ABBV-706 Phase 1 Data in Small Cell Lung Cancer (SCLC)
AbbVie will also present updated analyses from a Phase 1 study of ABBV-706, a SEZ6-directed ADC with a Top1i payload, in relapsed/refractory (R/R) SCLC (NCT05599984). A post hoc analysis compared progression-free survival (PFS) of patients receiving ABBV-706 monotherapy after progression on platinum-based standard-of-care (SOC) treatment with their initial PFS on 1L SOC. These findings suggest that ABBV-706 has the potential to serve as a first-line therapy alternative for patients with SCLC.
Additional data from the same study highlighted the rapid clearance of circulating tumor DNA (ctDNA) and circulating tumor cells (CTCs) following ABBV-706 treatment. Patients achieving complete ctDNA clearance experienced significantly higher PFS and overall survival compared to those without ctDNA clearance, highlighting ctDNA as a potential early response biomarker. A Phase 2 study evaluating ABBV-706 in combination with atezolizumab as a potential replacement for platinum-based chemotherapy in first-line SCLC is ongoing (NCT07155174).

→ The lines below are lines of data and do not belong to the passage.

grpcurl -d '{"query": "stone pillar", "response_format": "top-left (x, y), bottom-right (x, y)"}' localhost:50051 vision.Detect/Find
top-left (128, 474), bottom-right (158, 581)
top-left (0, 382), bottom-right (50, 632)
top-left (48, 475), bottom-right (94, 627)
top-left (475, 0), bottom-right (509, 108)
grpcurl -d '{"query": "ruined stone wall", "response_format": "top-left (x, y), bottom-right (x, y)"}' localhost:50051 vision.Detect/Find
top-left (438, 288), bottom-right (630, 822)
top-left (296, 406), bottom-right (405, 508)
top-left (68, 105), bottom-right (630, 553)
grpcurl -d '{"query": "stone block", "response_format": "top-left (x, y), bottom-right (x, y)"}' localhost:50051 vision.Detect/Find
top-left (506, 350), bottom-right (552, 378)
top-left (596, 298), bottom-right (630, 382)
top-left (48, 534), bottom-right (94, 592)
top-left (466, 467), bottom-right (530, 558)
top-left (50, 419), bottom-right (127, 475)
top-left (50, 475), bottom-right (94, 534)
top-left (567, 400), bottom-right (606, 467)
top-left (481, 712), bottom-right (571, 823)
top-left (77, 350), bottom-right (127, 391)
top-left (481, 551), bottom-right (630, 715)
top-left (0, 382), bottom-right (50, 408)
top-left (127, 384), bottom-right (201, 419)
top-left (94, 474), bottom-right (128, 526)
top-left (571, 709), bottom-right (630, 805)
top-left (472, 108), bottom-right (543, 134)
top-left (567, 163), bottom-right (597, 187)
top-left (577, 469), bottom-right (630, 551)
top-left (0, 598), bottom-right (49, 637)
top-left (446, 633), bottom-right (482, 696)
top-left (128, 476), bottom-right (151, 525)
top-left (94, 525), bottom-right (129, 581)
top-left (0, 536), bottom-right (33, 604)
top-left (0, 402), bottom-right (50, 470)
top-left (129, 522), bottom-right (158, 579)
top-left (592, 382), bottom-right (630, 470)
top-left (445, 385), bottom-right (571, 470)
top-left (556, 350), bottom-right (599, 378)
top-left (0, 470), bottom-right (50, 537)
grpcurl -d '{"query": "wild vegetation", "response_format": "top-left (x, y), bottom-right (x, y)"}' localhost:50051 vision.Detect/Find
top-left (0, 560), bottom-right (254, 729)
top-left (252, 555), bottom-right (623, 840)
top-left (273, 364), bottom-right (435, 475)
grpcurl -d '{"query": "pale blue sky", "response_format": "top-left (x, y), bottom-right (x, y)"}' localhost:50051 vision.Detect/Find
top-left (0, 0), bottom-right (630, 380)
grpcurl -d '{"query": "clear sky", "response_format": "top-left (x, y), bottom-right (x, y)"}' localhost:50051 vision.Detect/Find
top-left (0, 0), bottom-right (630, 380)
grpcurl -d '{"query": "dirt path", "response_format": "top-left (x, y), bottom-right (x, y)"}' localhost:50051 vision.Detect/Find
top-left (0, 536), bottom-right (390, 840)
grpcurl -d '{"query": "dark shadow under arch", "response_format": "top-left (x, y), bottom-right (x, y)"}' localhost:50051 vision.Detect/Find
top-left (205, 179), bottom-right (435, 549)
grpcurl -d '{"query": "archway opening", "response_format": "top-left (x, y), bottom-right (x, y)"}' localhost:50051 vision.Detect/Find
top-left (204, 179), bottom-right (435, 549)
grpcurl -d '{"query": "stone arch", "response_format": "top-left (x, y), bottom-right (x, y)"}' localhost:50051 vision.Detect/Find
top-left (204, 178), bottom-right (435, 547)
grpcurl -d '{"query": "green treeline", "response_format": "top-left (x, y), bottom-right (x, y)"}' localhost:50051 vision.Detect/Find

ESMO 2025 Presentation Schedule
AbbVie will deliver multiple presentations during ESMO 2025, spanning oral sessions, mini oral sessions, and poster presentations covering both investigational and approved ADCs. Key presentations include:
- Temab-A in MET-amplified solid tumors (oral presentation, Oct 19, Bremen Auditorium)
- Temab-A plus bevacizumab in advanced CRC (mini oral session, Oct 19, Cologne Auditorium)
- Temab-A in PDAC (mini oral session, Oct 20, Bonn Auditorium)
- ABBV-706 in R/R SCLC, including ctDNA and molecular response analyses (poster session, Oct 18)
- Mirvetuximab soravtansine (Elahere™) in platinum-resistant ovarian cancer (poster session, Oct 18)
Other posters and e-posters will present real-world data on c-Met overexpression in NSCLC, treatment outcomes following Teliso-V (telisotuzumab vedotin) dose modifications, ocular safety findings, and companion diagnostic development to identify patients likely to benefit from c-Met-targeted therapies.